L'organisation des nations unies, supposé porte-flamme de la paix et de l'éthique, n'échappe pas non plus aux scandales. Les crimes sexuels commis ces dernières années par des casques bleus sur des mineures en Centrafrique (et dénoncés en 2016 par l'ONG CodeBlue) rappellent l'histoire de Kathryn Bolkovac (Rachel Weisz). Cette policière travaillant pour la compagnie privée américaine DynCorp dans le cadre d'un contrat dépendant de l'ONU, démantèle un réseau de prostitution impliquant des officiels de l'instance internationale en Bosnie-Herzégovine (années 1990). Vu les enjeux financiers (l'ONU a payé 15 millions de dollars à DynCorp) et les possibles retombées politiques, elle faillit y perdre la vie et ne travailla plus jamais pour la justice internationale. Des officiels onusiens durent démissionner mais aucun ne fut poursuivi en raison de leur immunité diplomatique (The Whistleblower, 2010).
Dans le domaine du sport, le neurologue pathologiste d'origine nigériane Bennet I. Omalu (Will Smith) révolutionne en 2002 le monde de la neurologie en découvrant des cas d'encéphalopathie traumatique chronique au sein de la National Football League. Dénonçant les dangers du sport le plus populaire aux Etats-Unis, il se fait vilipender par la NFL (vu les millions de dollars que brasse ce sport) qui tente de ruiner sa carrière (Concussion, 2015).
Lanceurs d'alerte et Guerre d'Irak (2003)
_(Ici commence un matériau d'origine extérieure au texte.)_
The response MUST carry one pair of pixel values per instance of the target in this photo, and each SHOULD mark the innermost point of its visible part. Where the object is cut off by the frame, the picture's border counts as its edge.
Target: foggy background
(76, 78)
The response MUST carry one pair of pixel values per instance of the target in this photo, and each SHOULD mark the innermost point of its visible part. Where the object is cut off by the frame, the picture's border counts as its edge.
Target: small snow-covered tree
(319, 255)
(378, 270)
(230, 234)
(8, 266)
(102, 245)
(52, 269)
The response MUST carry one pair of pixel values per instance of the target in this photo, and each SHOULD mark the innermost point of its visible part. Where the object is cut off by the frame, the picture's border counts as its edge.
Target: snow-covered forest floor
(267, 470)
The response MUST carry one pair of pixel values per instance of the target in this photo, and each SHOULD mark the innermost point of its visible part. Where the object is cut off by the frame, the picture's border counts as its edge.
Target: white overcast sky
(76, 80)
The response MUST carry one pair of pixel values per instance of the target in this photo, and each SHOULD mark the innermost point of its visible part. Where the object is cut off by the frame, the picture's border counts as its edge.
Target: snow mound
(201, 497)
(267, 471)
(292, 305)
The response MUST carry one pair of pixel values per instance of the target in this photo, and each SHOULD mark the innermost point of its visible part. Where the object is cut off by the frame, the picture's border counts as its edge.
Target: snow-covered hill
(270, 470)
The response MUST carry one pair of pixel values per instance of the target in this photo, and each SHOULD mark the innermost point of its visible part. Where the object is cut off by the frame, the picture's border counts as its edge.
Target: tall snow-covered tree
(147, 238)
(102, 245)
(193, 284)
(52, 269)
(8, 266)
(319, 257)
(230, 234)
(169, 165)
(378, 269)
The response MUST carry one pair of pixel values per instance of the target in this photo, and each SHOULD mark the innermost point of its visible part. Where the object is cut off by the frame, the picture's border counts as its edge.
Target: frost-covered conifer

Dans le sillage de la guerre d'Irak de 2003, l'agente de la CIA, Valerie Plame (Naomi Watts), parvient à prouver avec l'aide de son époux (l'ambassadeur Joseph Wilson) que l'Irak ne s'est pas fourni en uranium auprès du Niger, argument qu'utilise le président américain George W. Bush pour justifier une invasion US de l'Irak. Mais les conclusions de son rapport sont ignorées par l'administration Bush... Wilson publie donc le rapport dans le New York Times. Conséquence : des membres de l'administration US dévoilent via la presse l'identité de Valerie Plame, grillant sa couverture (et mettant en danger ses contacts à l'étranger) et la discréditant (Fair Game, 2010).
A la même époque, Katharine Gun (Kiera Knightley) - agente des renseignements britanniques - transmet au quotidien The Observer un document transmis par la NSA et attestant d'un plan américain visant à soudoyer des membres non-permanents du Conseil de sécurité de l'ONU afin d'obtenir leur vote en vue d'une invasion de l'Irak. Gun sera poursuivie par la justice mais finalement acquittée car d'après la justice britannique, la condamner aurait entraîné la justice britannique à reconnaître l'illégalité d'une agression contre l'Irak (Official Secrets, 2019).
Toujours en 2003, l'armée américaine et la CIA sont empêtrés dans le Scandale d'Abou Ghraib. Dans cette prison située à 32 km de Bagdad, des membres des deux institutions infligeaient aux prisonniers irakiens des sévices dépassant l'entendement. C'est l'ONG de défense des droits de l'homme Amnesty International qui dévoilait le scandale, relayée ensuite par les médias américains (Standard Operating Procedure, 2008). Le même scandale touchera une autre prison d'un pays occupé par l'armée américaine, celle de Bagram en Afghanistan, sauf que dans ce cas-là, la torture volontaire mènera au meurtre prémédité de deux prisonniers (Taxi to the Dark Side, 2007). Pays très pauvre (le mot est faible), en guerre sans discontinuité depuis 1989 et foyer de l'islamisme radical, l'Afghanistan sera au cœur du programme secret de drones du gouvernement américain, révélé par The Guardian grâce aux informations de trois lanceurs d'alerte (National Bird, 2015).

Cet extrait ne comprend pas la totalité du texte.